When I saw this one, in such good condition and in its delightful original binding, I couldn't resist it.
Charles Waterton's Wanderings in South America, was first published in 1825 and it instantly became a bestseller, but this 1879 edition is reckoned to be one of the best of the many editions that it subsequently went through.
A popular natural history writer of the day, the Rev.
J. G. Wood, provided a short biography of Waterton and a 140 page Explanatory
Index to the plants, birds and animals mentioned in the text. This is a real
help as Waterton often refers to a species only by its native Indian name.
There are numerous illustrations including engravings of the bird boxes and hides that Waterton devised when he set about creating his own nature reserve at Walton Park near Wakefield when he returned from his wanderings. I like the illustrations (right) of flexibility of the flamingo's neck from the Index. There's a touch of the Nonsense natural history of Edward Lear about them. I remember drawing flamingoes in London zoo when I was a student and the neck ended up looking like a tangle of pink spaghetti because the bird moved so much.
I've found Wood a fascinating author in his own right since I wrote an essay on him as part of my college thesis. He was a great populariser of natural history, making the best use he could of the media of the day; books and lecture tours. I'm sure that if he'd been around in the 21st century, he would have had his own television show.

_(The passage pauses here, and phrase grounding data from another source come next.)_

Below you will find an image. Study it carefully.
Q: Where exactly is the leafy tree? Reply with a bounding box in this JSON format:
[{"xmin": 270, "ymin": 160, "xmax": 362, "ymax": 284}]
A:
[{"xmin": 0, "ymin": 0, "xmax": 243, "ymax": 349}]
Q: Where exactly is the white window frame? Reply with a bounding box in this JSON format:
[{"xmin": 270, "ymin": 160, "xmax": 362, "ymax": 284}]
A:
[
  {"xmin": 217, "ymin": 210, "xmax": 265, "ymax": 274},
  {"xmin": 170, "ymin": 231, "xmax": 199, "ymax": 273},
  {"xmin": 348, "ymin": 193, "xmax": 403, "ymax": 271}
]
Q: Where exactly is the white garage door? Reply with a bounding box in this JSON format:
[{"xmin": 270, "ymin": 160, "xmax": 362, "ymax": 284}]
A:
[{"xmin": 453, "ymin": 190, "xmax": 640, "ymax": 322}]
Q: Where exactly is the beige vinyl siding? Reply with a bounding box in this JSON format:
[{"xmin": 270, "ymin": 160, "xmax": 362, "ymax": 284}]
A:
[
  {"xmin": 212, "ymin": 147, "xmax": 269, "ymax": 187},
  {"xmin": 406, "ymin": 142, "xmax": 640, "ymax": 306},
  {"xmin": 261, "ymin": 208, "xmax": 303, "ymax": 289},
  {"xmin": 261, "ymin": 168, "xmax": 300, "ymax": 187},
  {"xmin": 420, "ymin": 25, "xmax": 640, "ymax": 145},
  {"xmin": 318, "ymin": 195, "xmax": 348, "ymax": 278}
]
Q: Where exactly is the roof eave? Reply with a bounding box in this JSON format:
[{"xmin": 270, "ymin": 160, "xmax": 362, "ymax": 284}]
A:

He soon realised that however elaborate a visual aid he prepared, it was always more effective if he drew what he was describing there and then. On a specially designed canvas 'blackboard' stretched across a stage and lit by limelight, he'd draw - for example - a life-size whale, to the enthusiastic delight of the audience.
His first tour of the United States of America was a great success but he misjudged the timing of his next tour, arriving in the year of a presidential election. His audiences were down on the previous tour, as the country was gripped election fever.